L’ultimo 'match ball' di Gianni Clerici nella gara più lunga del grande tennis
Giornalista, certamente. Ma anche romanziere, sceneggiatore, poeta e affabulatore. Rino Tommasi, altro colosso e non per caso suo sodale anche televisivo lo ribattezza “Dottor Divago” per il suo vizio letterario di saltabeccare giocando con le parole. Lui ribatte molto british: “Non sono un reporter. Soltanto i cani setter riportano al padrone la preda. Io racconto”. In effetti dagli scritti di Gianni Clerici puoi anche aspettarti di non trovare il risultato della partita, ma sicuramente capirai e saprai perché tizio è riuscito a battere caio.
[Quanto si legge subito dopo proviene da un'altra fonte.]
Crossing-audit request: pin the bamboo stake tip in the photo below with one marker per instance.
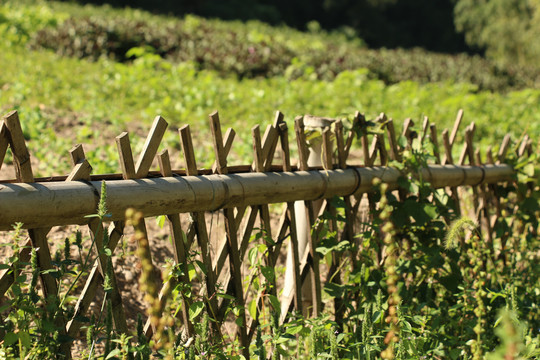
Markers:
(75, 148)
(279, 117)
(159, 118)
(11, 114)
(214, 115)
(122, 135)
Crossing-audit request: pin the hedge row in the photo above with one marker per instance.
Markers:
(254, 50)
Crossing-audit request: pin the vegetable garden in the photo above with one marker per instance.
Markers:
(357, 237)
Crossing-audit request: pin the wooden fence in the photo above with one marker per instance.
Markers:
(243, 195)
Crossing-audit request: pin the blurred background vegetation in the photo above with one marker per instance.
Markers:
(116, 64)
(504, 30)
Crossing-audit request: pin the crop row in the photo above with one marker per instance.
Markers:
(255, 49)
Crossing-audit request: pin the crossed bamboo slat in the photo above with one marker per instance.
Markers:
(240, 222)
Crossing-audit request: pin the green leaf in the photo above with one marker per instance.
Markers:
(113, 353)
(10, 338)
(24, 337)
(294, 329)
(195, 309)
(252, 308)
(268, 273)
(275, 302)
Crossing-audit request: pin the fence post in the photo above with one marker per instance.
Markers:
(303, 226)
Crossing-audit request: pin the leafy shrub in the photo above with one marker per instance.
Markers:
(255, 50)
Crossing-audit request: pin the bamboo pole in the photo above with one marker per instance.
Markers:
(63, 203)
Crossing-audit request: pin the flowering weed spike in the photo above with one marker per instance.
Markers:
(102, 206)
(456, 231)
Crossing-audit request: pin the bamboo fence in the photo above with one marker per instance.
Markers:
(243, 195)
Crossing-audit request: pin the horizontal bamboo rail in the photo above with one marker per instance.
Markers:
(62, 203)
(243, 194)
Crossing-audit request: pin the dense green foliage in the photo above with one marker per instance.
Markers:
(99, 99)
(419, 281)
(509, 30)
(256, 49)
(439, 298)
(382, 23)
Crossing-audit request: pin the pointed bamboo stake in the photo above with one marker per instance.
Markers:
(21, 156)
(333, 273)
(38, 237)
(231, 229)
(81, 171)
(150, 147)
(301, 140)
(309, 215)
(126, 156)
(455, 129)
(175, 230)
(229, 139)
(291, 214)
(425, 127)
(407, 133)
(199, 226)
(503, 149)
(327, 149)
(4, 142)
(340, 145)
(138, 171)
(449, 160)
(435, 142)
(352, 132)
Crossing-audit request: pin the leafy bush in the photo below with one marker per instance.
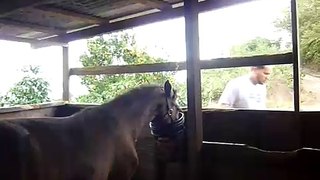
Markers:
(30, 90)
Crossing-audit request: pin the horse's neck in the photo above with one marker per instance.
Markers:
(133, 110)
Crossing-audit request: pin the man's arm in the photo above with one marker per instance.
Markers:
(228, 96)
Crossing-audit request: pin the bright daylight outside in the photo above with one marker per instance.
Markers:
(31, 76)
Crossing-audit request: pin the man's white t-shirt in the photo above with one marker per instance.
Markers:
(242, 93)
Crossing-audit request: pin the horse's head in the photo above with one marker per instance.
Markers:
(169, 119)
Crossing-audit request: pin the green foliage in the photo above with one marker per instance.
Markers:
(30, 90)
(214, 81)
(309, 30)
(263, 46)
(116, 49)
(257, 46)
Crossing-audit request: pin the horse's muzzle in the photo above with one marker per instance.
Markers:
(168, 130)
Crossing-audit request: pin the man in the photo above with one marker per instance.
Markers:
(248, 91)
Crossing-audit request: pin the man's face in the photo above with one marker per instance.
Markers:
(262, 74)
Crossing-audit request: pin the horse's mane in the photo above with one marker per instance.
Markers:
(122, 102)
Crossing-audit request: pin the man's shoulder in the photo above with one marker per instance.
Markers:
(239, 79)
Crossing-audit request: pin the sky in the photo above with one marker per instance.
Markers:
(218, 31)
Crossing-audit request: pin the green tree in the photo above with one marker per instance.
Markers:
(309, 30)
(116, 49)
(30, 90)
(214, 81)
(256, 46)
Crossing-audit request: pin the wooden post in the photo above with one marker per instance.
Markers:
(194, 114)
(295, 55)
(65, 69)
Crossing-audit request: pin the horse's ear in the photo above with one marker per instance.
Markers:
(167, 88)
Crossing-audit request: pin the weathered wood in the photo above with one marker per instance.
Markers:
(8, 6)
(194, 115)
(66, 76)
(159, 4)
(36, 110)
(296, 54)
(19, 39)
(137, 21)
(35, 27)
(177, 66)
(240, 162)
(268, 130)
(75, 15)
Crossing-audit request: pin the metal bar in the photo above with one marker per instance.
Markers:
(295, 55)
(194, 115)
(177, 66)
(65, 94)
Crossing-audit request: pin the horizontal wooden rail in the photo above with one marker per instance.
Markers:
(276, 59)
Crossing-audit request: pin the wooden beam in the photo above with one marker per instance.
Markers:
(142, 20)
(194, 105)
(177, 66)
(65, 69)
(35, 27)
(159, 4)
(12, 5)
(75, 15)
(17, 39)
(296, 55)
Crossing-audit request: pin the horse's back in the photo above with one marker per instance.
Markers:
(13, 151)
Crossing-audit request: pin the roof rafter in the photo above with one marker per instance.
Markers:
(36, 27)
(137, 21)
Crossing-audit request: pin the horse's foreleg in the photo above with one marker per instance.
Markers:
(126, 164)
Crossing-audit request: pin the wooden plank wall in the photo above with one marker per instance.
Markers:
(277, 145)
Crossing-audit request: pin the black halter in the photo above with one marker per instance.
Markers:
(159, 129)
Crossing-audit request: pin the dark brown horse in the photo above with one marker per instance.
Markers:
(94, 144)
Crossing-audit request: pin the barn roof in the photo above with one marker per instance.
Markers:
(56, 22)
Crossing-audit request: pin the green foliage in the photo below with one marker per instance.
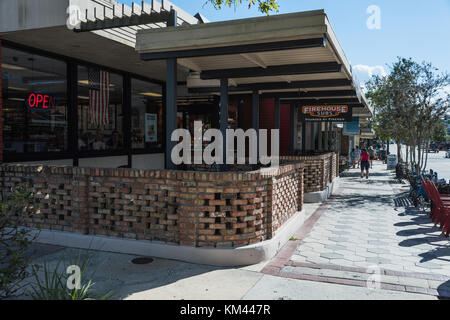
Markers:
(16, 208)
(440, 132)
(409, 104)
(51, 283)
(264, 6)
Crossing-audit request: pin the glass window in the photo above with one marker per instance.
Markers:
(100, 113)
(34, 91)
(146, 115)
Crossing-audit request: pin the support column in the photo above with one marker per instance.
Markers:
(320, 137)
(327, 136)
(171, 99)
(313, 136)
(292, 136)
(303, 136)
(72, 113)
(224, 118)
(277, 114)
(1, 106)
(255, 122)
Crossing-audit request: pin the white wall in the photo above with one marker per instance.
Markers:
(68, 162)
(144, 161)
(149, 161)
(32, 14)
(105, 162)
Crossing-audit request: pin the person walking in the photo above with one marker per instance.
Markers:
(372, 156)
(358, 155)
(365, 164)
(352, 157)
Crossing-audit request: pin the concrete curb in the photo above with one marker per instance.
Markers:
(321, 196)
(224, 257)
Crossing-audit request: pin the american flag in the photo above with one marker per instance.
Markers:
(99, 81)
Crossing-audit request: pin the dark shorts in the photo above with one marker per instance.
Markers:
(365, 165)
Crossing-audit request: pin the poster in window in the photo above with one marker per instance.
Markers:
(151, 127)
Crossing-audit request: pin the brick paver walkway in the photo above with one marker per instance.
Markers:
(369, 226)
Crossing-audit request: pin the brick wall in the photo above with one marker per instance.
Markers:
(187, 208)
(319, 170)
(1, 105)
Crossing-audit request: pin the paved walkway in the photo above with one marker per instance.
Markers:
(369, 228)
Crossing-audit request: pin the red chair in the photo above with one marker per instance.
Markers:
(441, 209)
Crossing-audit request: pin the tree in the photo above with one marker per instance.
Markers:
(264, 6)
(409, 106)
(440, 132)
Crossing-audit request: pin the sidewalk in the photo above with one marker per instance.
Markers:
(370, 226)
(366, 224)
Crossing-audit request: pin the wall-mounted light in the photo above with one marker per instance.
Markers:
(12, 67)
(150, 94)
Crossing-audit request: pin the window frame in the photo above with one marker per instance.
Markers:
(73, 153)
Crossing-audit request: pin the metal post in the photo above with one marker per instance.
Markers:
(224, 118)
(313, 136)
(303, 136)
(127, 119)
(277, 114)
(72, 74)
(320, 137)
(255, 122)
(171, 99)
(293, 129)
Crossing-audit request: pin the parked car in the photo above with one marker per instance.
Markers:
(434, 148)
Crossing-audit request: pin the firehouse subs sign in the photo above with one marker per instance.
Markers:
(332, 113)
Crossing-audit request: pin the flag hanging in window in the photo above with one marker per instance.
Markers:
(99, 82)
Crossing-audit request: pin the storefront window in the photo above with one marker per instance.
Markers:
(100, 111)
(146, 115)
(34, 91)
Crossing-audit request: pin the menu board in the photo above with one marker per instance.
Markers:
(329, 113)
(151, 127)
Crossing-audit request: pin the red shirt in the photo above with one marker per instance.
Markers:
(365, 156)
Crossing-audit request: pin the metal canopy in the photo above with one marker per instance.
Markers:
(278, 86)
(281, 70)
(294, 56)
(239, 49)
(124, 21)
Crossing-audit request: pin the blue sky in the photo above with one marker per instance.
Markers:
(416, 28)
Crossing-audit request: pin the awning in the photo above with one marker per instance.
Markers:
(295, 57)
(43, 25)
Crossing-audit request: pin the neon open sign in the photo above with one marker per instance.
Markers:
(38, 101)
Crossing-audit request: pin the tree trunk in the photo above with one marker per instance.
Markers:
(426, 158)
(407, 154)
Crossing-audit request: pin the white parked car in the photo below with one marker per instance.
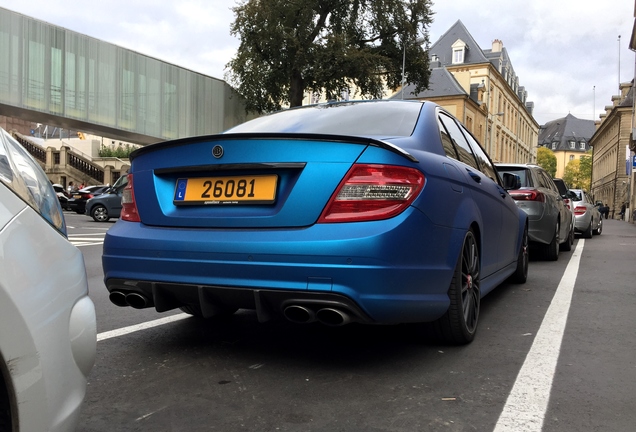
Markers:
(47, 321)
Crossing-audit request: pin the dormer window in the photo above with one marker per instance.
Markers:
(459, 51)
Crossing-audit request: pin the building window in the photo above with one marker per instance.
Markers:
(458, 56)
(459, 48)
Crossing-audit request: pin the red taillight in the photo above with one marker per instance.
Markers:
(128, 205)
(580, 210)
(527, 195)
(373, 192)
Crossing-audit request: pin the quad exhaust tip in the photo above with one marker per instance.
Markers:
(328, 316)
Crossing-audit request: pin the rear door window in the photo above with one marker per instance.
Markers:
(461, 145)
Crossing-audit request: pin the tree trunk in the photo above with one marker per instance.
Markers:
(296, 89)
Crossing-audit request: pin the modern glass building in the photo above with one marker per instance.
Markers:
(49, 74)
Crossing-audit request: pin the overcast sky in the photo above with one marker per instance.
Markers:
(566, 52)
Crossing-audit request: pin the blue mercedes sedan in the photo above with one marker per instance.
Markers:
(375, 212)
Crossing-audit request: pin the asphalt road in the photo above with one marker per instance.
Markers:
(555, 354)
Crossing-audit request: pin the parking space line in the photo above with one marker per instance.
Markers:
(143, 326)
(527, 402)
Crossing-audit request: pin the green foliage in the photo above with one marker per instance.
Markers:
(546, 160)
(578, 172)
(326, 47)
(121, 151)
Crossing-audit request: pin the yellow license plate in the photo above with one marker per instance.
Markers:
(257, 189)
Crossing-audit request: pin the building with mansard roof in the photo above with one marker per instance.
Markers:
(611, 168)
(569, 139)
(480, 87)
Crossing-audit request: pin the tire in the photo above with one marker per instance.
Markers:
(521, 273)
(567, 245)
(551, 251)
(5, 406)
(99, 213)
(459, 324)
(588, 232)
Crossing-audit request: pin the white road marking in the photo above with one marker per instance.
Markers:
(143, 326)
(528, 400)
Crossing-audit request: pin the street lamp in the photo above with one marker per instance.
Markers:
(416, 41)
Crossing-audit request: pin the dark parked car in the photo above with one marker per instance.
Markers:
(62, 195)
(588, 217)
(549, 220)
(107, 205)
(77, 202)
(567, 196)
(376, 212)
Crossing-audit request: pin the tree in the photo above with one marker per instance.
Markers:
(578, 172)
(546, 160)
(327, 47)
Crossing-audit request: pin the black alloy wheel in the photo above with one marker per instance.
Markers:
(459, 324)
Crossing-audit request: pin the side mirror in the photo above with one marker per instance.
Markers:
(511, 181)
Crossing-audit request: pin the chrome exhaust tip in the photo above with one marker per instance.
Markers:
(299, 314)
(332, 317)
(137, 301)
(118, 298)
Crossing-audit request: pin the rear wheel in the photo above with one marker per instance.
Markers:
(459, 324)
(99, 213)
(551, 251)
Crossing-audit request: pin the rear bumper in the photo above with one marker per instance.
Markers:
(391, 271)
(582, 222)
(540, 227)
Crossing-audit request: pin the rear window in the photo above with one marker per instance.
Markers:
(524, 175)
(22, 174)
(378, 118)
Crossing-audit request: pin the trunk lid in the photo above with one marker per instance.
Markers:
(240, 182)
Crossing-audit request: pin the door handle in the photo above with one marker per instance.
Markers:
(474, 176)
E il maestro raramente si è sbagliato nel corso della sua mirabolante carriera professionale.
Un signore del Novecento. Per modo di scrivere, di agire, di muoversi e persino di camminare. L’eleganza al servizio dell’informazione e soprattutto la competenza. Quella che gli consentiva di osservare un ragazzino andare sotto rete e segnalarlo ai posteri come un futuro campione. Così per esempio nacque dal nulla il mito di Sampras. Tanto esperto e lungimirante sa mettere persino soggezione agli stessi campioni i quali, quando si presentava in stampa, si facevano piccoli e timorosi. Dal bianco al giallo intenso ha visto tutti i colori delle palline transitate nella storia del tennis. Ha ceduto all’ultimo “match ball” con un sospiro forse fin di sollievo sfinito ma non finito da tutti quei gesti bianchi. Buon riposo maestro.